Lithium-air batteries sound too good to be true—using the oxygen available in the air to produce electricity. Theoretically, they could become serious competitors to lithium-ion batteries; but so far, a commercial reality hasn’t emerged.
Now, a team of researchers from the University of Illinois and the Argonne National Laboratory have announced what could be a real breakthrough if their results can be replicated with identical performance of the battery.
First, how do lithium-air batteries work? They use oxygen from the air to combine it with lithium in the anode and produce lithium peroxide. This is what happens during the discharge phase. During the charge phase, the lithium peroxide gets broken down back into lithium and oxygen.
As simple as this sounds, there are several major challenges with the process.
Lithium peroxide, for one, is a bad electron conductor, which compromises the battery’s effectiveness. What’s more, deposits of it build up on the cathode, which eventually stops the chemical reaction producing electricity. On top of that, if you use oxygen from the natural air (which is the ultimate idea) you get other chemicals with it, notably carbon dioxide.

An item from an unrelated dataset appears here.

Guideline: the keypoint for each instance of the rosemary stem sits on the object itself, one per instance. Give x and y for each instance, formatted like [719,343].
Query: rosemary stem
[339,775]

When the lithium ions combine with the carbon dioxide and water vapors, they also build up on the cathode, again eventually leading to the end of the chemical reaction.

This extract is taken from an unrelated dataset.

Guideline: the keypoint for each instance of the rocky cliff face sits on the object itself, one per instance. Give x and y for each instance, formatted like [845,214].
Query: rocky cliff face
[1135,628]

According to one of the authors of this new study, researchers have found a way around these problems by coating the anode with lithium carbonate and the cathode with a special catalyst made form molybdenum disulfate. They also made an all-new electrolyte that facilitates the reaction between lithium and oxygen, while minimizing the interaction of lithium with other chemicals.
The team claims their battery still worked after 750 charge/discharge cycles, which is probably a first for a lithium-air battery.

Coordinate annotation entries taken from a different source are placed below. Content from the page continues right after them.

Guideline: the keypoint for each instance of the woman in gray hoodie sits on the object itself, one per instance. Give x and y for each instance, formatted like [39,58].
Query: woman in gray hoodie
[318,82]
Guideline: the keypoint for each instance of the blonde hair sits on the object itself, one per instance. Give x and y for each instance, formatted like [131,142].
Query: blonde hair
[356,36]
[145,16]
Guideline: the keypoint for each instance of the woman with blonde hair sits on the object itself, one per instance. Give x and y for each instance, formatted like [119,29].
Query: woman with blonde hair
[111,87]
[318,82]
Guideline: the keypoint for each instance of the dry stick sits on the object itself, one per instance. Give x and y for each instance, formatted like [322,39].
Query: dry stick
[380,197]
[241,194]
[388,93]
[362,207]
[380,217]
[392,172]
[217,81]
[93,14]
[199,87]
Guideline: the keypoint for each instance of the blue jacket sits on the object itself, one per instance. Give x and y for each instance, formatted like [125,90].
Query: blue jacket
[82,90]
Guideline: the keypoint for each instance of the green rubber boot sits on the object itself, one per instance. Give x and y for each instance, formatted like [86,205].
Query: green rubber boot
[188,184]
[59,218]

However, it’s too early to rejoice. Three years ago University of Cambridge researchers announced a battery breakthrough, claiming they had made a lithium-air cell that could make electric cars much cheaper while extending their range.
Just a few months later, a number of other scientists disputed the findings of their Cambridge colleagues, arguing the results of their experiments could not be replicated and that the research itself contained errors. Since then, nothing has been heard about that battery.
In case you’re wondering why so much effort is being put into making lithium-air batteries a reality, here’s the simple answer: they would be much cheaper. This is the same answer you would get for any other battery project. Everyone is in a race to find cheaper batteries that could compete with the lithium-ion technology and make EVs more affordable to facilitate their spread.
Batteries are fast turning into the Holy Grail of the EV industry, just as energy storage is the Holy Grail of renewable power generation. The latter has one over EVs, though. There are already a variety of energy storage solutions that are relatively affordable and their effect on solar and wind power adoption is becoming evident. That should be all the more reason for the battery race to intensify and come up—sooner rather than later—with a viable rival for the lithium-ion battery.